Croyance et foi par Delphine Horvilleur
Croyance et foi
Lors d’une conférence au Musée des Beaux-Arts de Lille ce
vendredi 10 Novembre, Delphine Horvilleur a abordé plusieurs thèmes au cœur de
l’actualité du moment, comme l’interprétation des textes religieux ou
encore la place de la femme dans la religion.
Le rapport de l’Homme à Dieu
Dans le judaïsme, Dieu n’a pas de nom. Ou plutôt, son nom
est imprononçable, ce qui semble difficile à expliquer dans un contexte
majoritairement et traditionnellement chrétien, nous dit Delphine Horvilleur.
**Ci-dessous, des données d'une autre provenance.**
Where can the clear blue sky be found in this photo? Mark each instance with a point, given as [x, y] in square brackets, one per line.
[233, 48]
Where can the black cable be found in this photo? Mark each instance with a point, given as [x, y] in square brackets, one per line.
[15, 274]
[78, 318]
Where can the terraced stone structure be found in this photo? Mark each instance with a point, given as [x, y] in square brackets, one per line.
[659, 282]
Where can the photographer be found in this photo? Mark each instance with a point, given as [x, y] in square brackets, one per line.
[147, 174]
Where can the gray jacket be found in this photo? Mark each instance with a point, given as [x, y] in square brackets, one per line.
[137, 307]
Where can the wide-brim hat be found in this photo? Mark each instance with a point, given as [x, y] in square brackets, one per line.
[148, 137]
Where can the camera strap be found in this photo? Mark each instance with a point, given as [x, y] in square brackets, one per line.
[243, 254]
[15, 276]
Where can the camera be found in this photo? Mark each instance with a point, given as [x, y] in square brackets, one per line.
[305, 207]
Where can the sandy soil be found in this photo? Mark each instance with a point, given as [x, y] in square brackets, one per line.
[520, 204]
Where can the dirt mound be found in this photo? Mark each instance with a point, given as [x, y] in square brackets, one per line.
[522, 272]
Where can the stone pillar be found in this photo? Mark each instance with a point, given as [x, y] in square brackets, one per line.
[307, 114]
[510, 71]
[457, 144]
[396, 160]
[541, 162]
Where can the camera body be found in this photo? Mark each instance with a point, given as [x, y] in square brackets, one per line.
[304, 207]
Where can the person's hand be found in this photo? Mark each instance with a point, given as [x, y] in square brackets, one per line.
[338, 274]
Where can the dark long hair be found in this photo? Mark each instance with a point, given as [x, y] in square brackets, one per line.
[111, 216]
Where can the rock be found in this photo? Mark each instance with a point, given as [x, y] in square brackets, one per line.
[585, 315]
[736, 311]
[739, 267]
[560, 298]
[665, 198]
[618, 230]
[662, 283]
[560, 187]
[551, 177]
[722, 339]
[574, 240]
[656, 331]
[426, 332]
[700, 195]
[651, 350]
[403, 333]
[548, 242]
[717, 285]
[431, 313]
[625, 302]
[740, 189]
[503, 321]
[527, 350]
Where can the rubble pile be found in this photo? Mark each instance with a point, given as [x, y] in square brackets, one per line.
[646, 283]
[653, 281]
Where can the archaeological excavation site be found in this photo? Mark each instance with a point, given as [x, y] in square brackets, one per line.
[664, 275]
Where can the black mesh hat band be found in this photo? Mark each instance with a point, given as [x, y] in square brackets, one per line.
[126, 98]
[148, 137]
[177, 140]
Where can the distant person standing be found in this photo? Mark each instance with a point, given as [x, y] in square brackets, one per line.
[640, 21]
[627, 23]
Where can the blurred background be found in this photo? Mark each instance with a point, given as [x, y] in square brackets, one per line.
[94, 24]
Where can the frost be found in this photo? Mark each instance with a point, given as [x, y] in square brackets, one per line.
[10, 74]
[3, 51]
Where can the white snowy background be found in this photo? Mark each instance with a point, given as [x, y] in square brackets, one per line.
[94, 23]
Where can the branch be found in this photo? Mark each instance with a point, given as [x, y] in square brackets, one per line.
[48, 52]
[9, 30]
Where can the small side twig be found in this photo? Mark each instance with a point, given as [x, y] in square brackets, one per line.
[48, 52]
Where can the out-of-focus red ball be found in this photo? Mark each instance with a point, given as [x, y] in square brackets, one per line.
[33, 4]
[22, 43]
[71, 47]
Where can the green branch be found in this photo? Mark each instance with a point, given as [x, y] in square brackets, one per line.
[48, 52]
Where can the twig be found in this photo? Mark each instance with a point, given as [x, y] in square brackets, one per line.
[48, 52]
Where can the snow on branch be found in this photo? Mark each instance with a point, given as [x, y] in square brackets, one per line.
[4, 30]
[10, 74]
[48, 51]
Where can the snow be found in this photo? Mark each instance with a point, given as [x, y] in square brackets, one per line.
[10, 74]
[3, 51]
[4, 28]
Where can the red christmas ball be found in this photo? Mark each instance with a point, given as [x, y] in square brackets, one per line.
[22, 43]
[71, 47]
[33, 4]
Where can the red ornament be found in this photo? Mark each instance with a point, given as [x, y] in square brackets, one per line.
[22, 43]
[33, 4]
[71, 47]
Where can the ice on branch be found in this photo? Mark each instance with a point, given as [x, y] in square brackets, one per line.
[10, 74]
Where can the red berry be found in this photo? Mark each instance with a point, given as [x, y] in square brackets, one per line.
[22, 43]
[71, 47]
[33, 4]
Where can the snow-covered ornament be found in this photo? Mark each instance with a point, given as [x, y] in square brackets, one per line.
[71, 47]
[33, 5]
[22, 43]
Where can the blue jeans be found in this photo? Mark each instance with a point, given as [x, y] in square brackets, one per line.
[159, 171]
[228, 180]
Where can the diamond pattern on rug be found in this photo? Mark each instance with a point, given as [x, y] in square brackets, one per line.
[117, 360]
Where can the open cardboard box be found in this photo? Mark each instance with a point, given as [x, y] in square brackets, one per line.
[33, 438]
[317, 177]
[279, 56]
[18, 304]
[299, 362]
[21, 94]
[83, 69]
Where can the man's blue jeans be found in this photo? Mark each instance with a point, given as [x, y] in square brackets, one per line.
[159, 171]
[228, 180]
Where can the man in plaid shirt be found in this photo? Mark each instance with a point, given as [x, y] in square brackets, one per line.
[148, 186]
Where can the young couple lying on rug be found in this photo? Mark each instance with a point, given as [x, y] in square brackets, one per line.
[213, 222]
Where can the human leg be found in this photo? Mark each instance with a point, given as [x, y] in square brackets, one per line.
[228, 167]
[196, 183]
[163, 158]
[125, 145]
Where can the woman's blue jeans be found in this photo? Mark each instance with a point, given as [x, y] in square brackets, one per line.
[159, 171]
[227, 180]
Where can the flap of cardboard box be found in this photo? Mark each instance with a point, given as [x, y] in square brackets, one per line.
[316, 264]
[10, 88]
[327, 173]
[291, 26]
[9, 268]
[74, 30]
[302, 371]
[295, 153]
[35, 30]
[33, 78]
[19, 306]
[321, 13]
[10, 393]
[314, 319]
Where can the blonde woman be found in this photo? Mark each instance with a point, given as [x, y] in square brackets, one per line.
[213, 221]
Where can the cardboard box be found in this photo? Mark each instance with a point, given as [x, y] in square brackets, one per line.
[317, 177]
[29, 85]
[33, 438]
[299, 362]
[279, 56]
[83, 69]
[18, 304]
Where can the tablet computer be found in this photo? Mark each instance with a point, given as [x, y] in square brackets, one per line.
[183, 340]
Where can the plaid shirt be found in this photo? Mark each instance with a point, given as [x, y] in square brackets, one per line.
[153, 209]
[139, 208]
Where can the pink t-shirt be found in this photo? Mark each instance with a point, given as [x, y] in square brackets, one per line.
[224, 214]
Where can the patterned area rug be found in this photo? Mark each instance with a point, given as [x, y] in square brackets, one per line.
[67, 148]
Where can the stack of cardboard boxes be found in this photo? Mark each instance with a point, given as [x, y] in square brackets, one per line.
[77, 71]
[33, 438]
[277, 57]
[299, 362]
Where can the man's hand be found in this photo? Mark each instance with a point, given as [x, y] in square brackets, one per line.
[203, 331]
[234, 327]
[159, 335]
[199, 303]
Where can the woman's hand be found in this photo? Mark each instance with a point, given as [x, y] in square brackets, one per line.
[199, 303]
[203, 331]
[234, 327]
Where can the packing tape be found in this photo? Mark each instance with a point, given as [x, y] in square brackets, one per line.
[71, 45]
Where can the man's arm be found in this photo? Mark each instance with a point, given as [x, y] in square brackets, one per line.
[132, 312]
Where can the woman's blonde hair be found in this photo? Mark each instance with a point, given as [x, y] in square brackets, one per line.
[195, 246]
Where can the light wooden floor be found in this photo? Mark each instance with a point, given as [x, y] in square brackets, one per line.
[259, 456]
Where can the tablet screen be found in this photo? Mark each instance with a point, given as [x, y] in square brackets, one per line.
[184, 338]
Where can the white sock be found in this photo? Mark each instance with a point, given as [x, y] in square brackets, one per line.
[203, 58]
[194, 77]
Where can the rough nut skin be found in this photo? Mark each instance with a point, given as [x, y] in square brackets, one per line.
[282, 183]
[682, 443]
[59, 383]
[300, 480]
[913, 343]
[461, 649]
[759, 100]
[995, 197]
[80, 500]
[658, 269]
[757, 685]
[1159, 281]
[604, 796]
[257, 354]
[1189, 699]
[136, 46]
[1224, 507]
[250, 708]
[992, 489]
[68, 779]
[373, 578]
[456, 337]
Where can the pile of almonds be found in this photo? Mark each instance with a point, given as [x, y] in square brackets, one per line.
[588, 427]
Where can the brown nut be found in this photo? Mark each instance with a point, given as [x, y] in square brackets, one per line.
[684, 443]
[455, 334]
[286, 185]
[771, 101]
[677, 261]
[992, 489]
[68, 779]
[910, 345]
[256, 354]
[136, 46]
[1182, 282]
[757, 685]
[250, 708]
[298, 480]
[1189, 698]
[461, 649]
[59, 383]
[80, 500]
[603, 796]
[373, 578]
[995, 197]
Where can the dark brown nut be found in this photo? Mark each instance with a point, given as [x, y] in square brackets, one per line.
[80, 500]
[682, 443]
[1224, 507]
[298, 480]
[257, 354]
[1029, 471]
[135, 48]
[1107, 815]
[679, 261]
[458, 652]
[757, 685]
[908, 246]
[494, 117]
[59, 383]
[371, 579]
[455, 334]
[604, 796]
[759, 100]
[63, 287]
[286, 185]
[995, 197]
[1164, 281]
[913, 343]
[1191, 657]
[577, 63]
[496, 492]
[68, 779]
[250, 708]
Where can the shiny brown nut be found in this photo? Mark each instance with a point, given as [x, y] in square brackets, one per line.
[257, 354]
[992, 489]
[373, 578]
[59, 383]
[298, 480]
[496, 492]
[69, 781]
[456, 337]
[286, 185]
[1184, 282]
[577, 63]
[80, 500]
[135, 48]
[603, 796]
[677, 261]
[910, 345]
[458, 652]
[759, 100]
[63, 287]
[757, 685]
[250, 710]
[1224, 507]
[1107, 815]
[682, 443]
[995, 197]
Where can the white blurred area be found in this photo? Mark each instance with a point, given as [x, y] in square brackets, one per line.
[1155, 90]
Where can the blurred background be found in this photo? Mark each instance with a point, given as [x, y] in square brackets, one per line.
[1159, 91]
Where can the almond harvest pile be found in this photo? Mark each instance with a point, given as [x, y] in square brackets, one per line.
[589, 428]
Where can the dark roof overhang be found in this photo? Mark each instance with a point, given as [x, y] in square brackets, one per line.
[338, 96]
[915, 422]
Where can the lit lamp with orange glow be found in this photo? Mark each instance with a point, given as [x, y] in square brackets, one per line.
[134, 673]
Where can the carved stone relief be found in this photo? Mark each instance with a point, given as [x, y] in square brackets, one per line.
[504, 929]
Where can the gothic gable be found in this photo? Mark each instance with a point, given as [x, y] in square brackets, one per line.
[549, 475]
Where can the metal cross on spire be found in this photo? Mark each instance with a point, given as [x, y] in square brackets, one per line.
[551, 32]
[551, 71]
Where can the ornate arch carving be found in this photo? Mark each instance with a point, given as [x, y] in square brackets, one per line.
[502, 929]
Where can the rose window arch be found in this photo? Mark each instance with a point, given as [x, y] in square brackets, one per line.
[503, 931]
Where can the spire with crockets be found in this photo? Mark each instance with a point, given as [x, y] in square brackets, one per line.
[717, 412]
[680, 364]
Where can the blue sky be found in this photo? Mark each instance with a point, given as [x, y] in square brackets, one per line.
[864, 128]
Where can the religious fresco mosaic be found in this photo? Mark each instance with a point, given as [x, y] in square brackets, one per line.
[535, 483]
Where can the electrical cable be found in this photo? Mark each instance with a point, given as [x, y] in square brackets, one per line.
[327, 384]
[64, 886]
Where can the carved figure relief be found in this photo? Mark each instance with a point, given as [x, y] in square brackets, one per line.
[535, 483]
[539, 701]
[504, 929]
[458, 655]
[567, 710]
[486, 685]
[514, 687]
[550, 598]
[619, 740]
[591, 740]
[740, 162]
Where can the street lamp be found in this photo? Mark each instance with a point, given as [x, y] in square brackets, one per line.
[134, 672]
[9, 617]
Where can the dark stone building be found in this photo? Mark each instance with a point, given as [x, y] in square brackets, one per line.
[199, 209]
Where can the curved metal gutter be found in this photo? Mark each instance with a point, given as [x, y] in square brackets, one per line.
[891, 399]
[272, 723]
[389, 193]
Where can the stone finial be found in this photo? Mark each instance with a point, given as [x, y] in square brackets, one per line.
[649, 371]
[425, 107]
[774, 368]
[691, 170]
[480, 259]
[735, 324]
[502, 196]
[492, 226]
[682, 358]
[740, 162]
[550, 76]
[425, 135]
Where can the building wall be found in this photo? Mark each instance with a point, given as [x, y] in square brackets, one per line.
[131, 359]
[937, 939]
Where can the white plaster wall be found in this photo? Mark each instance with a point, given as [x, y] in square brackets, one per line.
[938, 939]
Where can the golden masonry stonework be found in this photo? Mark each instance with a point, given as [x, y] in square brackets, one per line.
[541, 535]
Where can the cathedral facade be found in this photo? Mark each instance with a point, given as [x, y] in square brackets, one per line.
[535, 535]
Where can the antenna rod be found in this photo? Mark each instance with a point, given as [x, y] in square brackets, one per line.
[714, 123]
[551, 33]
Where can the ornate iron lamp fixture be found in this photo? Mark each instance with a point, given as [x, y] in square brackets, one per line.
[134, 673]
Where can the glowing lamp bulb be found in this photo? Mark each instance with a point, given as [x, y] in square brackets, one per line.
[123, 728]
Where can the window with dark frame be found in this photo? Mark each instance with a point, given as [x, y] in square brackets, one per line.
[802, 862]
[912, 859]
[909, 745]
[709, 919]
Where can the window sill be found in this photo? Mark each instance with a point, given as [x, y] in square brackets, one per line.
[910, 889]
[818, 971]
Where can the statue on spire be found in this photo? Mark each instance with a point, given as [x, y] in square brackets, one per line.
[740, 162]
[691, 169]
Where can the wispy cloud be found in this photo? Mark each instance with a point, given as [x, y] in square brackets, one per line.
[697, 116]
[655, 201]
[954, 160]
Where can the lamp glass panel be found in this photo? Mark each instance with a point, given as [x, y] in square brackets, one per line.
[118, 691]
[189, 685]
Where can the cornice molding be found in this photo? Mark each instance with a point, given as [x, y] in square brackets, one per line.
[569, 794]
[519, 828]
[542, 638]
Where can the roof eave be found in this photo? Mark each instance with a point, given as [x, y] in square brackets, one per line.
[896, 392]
Donner un nom à Dieu, c’est lui donner une finitude. Alors l’Homme, en quelque
sorte, enferme Dieu dans une définition.
Dans le Talmud de Babylone, on peut trouver une littérature
presque athée. En effet, les Hommes considèrent que Dieu leur a donné la
liberté de penser. Il se retire pour laisser le choix aux Hommes, et ce sont
par leurs actions qu’ils créeront la Vérité. Ainsi, le judaïsme n’envisage pas
le rapport entre l’Homme et Dieu comme subordonné, mais plutôt comme une
relation amoureuse voire parfois conflictuelle. La religion se délimiterait
alors à la pratique et pas forcément à la transcendance ou la communication
avec Dieu.
Mais alors, le blasphème existe-t-il ?, questionne Adèle
Van Reeth, productrice de l’émission « Les Chemins de la
philosophie » sur France Culture. C’est en effet une question centrale
dans notre société actuelle puisqu’elle fait écho à de nombreux évènements
récents de l’actualité nationale et internationale. Le blasphème est le fait de
s’imaginer que Dieu est tellement petit qu’il a besoin qu’on intervienne en son
honneur, explique Delphine Horvilleur. C’est exactement ce que font les Hommes
qui se lèvent pour le défendre de nos jours, ce qui semble paradoxal. Se pose
alors la question de l’interprétation des textes religieux. Le Rabbin avait
effleuré le sujet lors des funérailles de la chroniqueuse de Charlie
Hebdo : Elsa Cayat.
La place de la femme dans la religion
Tandis que nombre de religions promettent la complétude, le
judaïsme s’appuie sur le manque. Le manque d’un Dieu puisque l’Homme, par ses
choix, est seul responsable de son destin. Le manque de quelque chose dans le
corps par le biais de la circoncision. Alors pourquoi avoir besoin de
Dieu ? Et bien la simple conscience d’un plus grand que soi induit un
manque qui, par causalité, aboutit à la transcendance. Se pose alors la
question de la place des femmes dans la religion. Comment peuvent-elles vivre
ce manque sans avoir vécu la circoncision ?
La réponse politiquement incorrecte mais souvent vrai dans
les discours religieux est que « les filles, on s’en fout ! » nous
dit Delphine Horvilleur. Mais qu’est-ce que cela signifie ? La féminité
occupe peu de place face à la masculinité dans les textes religieux. Nous
retrouvons alors la problématique de l’interprétation des textes religieux avec
un œil contemporain. Se pose la question de l’héritage : un fils doit-il
être en mesure de réinterpréter ou perpétuer la tradition ? La
conférencière rappelle alors que nombre de vision considérées comme
« hérétiques » fut un temps, sont la norme absolue de maintenant.
Pourtant, Delphine Horvilleur admet se décrire comme
« un rabbin » et non « une rabbine » car cela induirait
qu’elle exerce sa fonction de manière féminine. Cela signifierait donc qu’elle
ne remplit pas sa fonction comme un homme remplirait la sienne, que le sens du
mot « rabbin » change dès lors qu’il passe au féminin. Alors, la
vision qu’elle nous propose des femmes dans la religion n’est peut-être
pas la norme absolue actuelle, mais si elle vous a intéressée,
peut-être pourrait-elle le devenir demain.